But even if Tashkent’s numbers are correct, they still make Uzbekistan out to be the slowest-growing Central Asian economy in 2000. GDP growth was reported up a whopping 18 percent in Turkmenistan last year, and while the quality and quantity of Ashgabat’s official data leave a great deal to be desired, it is clear that Turkmenistan last year enjoyed an energy boom due to strong growth in gas exports to Russia and Ukraine. Thanks to high energy prices and strong export growth to Russia, Kazakhstan reported 10 percent GDP growth last year, while continuing recover from the 1992-1997 and support from the IMF and World Bank helped Tajikistan to report 8 percent output growth. And Kyrgyzstan finally bounced back from the August 1998 financial crisis in 2000, reporting 5 percent GDP growth (Sotsial’no-Ekonomicheskoye Polozhenie Rossii, February 2001)
Foreign trade seems to be one of the key factors differentiating Uzbekistan’s growth from the other Central Asian countries’ in 2000. Virtually all CIS countries reported strong export growth last year. Russian imports from other CIS countries rose nearly 30 percent last year, and buoyant growth in the international economy allowed most of the CIS to register large increases in exports to non-CIS countries as well. This strong export performance generally helped CIS countries to reduce their current account deficits while still financing import growth–even without much financial assistance from the IMF and World Bank.
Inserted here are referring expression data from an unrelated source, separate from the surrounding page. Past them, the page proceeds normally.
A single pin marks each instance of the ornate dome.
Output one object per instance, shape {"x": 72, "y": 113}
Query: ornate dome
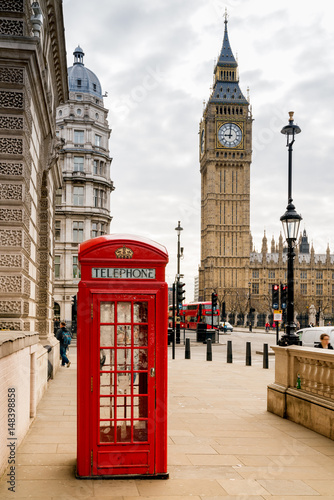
{"x": 81, "y": 79}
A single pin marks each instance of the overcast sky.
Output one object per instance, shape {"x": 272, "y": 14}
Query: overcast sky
{"x": 155, "y": 59}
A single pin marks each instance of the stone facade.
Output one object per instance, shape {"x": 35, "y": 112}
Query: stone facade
{"x": 313, "y": 280}
{"x": 83, "y": 202}
{"x": 33, "y": 82}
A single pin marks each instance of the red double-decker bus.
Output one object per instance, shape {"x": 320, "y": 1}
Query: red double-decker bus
{"x": 198, "y": 312}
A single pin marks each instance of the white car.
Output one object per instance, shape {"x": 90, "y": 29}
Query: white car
{"x": 225, "y": 326}
{"x": 311, "y": 336}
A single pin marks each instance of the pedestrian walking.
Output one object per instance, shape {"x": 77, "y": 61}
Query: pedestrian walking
{"x": 64, "y": 337}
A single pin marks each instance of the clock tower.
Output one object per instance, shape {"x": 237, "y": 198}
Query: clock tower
{"x": 225, "y": 158}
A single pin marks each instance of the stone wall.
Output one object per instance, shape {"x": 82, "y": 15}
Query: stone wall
{"x": 24, "y": 371}
{"x": 313, "y": 404}
{"x": 33, "y": 82}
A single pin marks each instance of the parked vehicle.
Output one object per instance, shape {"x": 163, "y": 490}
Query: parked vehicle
{"x": 311, "y": 336}
{"x": 225, "y": 326}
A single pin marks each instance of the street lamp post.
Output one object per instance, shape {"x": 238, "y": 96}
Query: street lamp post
{"x": 250, "y": 307}
{"x": 290, "y": 221}
{"x": 178, "y": 229}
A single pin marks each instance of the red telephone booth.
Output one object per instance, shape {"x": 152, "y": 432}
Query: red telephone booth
{"x": 122, "y": 358}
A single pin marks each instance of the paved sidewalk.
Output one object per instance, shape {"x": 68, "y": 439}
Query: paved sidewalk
{"x": 222, "y": 443}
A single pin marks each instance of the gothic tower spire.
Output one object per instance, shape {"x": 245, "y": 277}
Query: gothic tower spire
{"x": 225, "y": 158}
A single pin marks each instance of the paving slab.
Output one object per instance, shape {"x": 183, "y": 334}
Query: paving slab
{"x": 222, "y": 442}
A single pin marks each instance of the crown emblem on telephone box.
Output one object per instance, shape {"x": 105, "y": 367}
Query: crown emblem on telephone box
{"x": 124, "y": 253}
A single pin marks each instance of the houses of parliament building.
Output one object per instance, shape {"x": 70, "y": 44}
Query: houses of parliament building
{"x": 241, "y": 277}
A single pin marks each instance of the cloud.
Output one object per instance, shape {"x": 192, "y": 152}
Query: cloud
{"x": 155, "y": 58}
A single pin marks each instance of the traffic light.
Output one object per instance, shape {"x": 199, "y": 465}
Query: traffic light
{"x": 180, "y": 293}
{"x": 284, "y": 293}
{"x": 275, "y": 296}
{"x": 214, "y": 301}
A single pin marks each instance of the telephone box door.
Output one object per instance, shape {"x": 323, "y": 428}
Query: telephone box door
{"x": 123, "y": 384}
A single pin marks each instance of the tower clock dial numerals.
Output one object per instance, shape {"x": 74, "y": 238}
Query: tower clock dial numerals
{"x": 229, "y": 135}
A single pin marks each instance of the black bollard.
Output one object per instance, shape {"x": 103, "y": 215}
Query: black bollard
{"x": 187, "y": 352}
{"x": 229, "y": 352}
{"x": 209, "y": 350}
{"x": 248, "y": 354}
{"x": 265, "y": 356}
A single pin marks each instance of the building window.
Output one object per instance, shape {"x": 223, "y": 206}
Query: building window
{"x": 95, "y": 167}
{"x": 78, "y": 137}
{"x": 98, "y": 140}
{"x": 77, "y": 232}
{"x": 99, "y": 198}
{"x": 76, "y": 269}
{"x": 98, "y": 229}
{"x": 57, "y": 266}
{"x": 57, "y": 230}
{"x": 59, "y": 193}
{"x": 78, "y": 196}
{"x": 78, "y": 163}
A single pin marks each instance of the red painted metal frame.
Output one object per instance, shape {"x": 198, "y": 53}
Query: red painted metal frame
{"x": 100, "y": 252}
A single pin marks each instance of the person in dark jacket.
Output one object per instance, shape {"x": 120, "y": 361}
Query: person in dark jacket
{"x": 63, "y": 347}
{"x": 324, "y": 342}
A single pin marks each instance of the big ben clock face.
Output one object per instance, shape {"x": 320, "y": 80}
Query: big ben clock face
{"x": 230, "y": 135}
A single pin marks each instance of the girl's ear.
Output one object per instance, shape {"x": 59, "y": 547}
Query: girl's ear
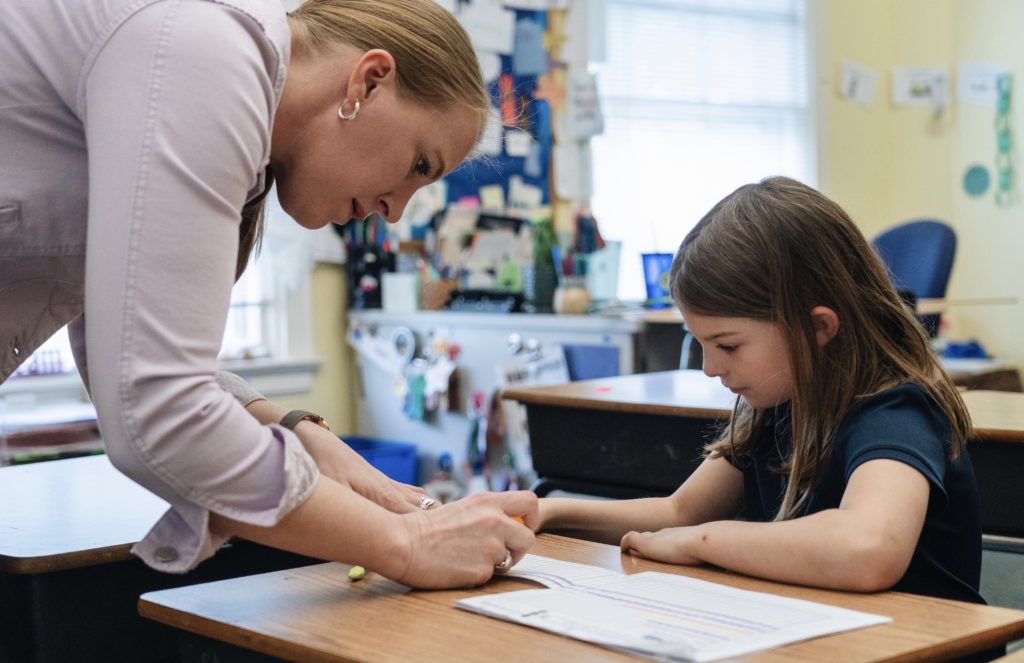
{"x": 373, "y": 69}
{"x": 825, "y": 323}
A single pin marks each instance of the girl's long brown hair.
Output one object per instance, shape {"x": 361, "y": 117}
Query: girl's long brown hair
{"x": 774, "y": 250}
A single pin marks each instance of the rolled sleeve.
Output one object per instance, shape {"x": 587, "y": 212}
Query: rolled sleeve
{"x": 178, "y": 110}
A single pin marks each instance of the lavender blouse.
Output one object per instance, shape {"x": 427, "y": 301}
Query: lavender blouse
{"x": 131, "y": 133}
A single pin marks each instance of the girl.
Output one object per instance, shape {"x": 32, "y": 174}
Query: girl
{"x": 844, "y": 464}
{"x": 138, "y": 139}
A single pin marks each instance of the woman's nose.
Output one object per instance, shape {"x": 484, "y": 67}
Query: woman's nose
{"x": 393, "y": 206}
{"x": 711, "y": 368}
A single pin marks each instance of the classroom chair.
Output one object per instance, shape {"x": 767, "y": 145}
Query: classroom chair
{"x": 920, "y": 255}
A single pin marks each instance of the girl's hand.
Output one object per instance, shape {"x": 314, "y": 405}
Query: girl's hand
{"x": 459, "y": 544}
{"x": 671, "y": 544}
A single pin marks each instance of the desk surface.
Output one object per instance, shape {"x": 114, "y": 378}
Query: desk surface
{"x": 57, "y": 514}
{"x": 996, "y": 415}
{"x": 315, "y": 613}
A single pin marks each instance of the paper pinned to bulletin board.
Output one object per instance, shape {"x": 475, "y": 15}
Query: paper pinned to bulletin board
{"x": 509, "y": 40}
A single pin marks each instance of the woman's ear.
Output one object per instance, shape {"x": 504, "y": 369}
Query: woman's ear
{"x": 374, "y": 69}
{"x": 825, "y": 323}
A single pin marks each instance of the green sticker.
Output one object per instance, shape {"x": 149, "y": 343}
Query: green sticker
{"x": 976, "y": 180}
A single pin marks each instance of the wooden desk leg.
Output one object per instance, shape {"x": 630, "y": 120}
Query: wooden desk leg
{"x": 199, "y": 649}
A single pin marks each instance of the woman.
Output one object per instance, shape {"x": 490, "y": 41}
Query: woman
{"x": 132, "y": 132}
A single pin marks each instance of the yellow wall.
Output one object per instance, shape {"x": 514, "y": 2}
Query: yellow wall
{"x": 991, "y": 239}
{"x": 883, "y": 164}
{"x": 332, "y": 395}
{"x": 886, "y": 164}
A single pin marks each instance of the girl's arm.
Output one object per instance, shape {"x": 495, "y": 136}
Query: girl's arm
{"x": 863, "y": 545}
{"x": 714, "y": 491}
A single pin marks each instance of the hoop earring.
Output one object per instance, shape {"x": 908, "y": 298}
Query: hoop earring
{"x": 348, "y": 116}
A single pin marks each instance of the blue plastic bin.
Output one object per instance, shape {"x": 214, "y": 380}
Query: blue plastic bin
{"x": 655, "y": 275}
{"x": 396, "y": 459}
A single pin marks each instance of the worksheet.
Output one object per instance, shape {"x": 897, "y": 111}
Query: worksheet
{"x": 659, "y": 615}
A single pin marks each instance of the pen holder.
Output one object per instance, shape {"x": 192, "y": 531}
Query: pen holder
{"x": 571, "y": 297}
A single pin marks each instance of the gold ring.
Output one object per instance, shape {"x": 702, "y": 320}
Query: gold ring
{"x": 506, "y": 564}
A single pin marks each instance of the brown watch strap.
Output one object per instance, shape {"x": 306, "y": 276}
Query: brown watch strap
{"x": 293, "y": 418}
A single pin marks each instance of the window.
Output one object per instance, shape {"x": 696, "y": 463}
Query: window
{"x": 699, "y": 96}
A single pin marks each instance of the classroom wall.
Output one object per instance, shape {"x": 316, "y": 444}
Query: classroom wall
{"x": 883, "y": 164}
{"x": 991, "y": 239}
{"x": 886, "y": 164}
{"x": 331, "y": 396}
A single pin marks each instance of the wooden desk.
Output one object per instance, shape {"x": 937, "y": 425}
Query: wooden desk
{"x": 623, "y": 437}
{"x": 316, "y": 614}
{"x": 1016, "y": 657}
{"x": 69, "y": 582}
{"x": 642, "y": 434}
By contrast, Uzbekistan’s exports were reported up only 1 percent in 2000–and imports fell 5 percent. Since the share of Uzbekistan’s exports to other CIS countries rose from 26 percent to 39 percent in 2000, the lack of overall export growth suggests that Uzbekistan’s exports to non-CIS countries dropped sharply last year. These trends reflect Uzbekistan’s growing isolation from the international economy.
The exaggeration of output growth, the reported declines in exports and imports, the collapse of automobile production, and the sharp fall in automobile purchases suggest that Uzbekistan’s economic problems could be much more serious than has been let on to date. The corruption that caused the IMF to abandon Tashkent last month, as well as the shortages and black market associated with bureaucratic controls over the foreign exchange market and imports, are probably exacerbating these problems. Should the military offensive from the anti-government Islamic Movement of Uzbekistan materialize as expected this spring, the Karimov regime could find that its security problems are mirrored in a growing popular dissatisfaction with the economy.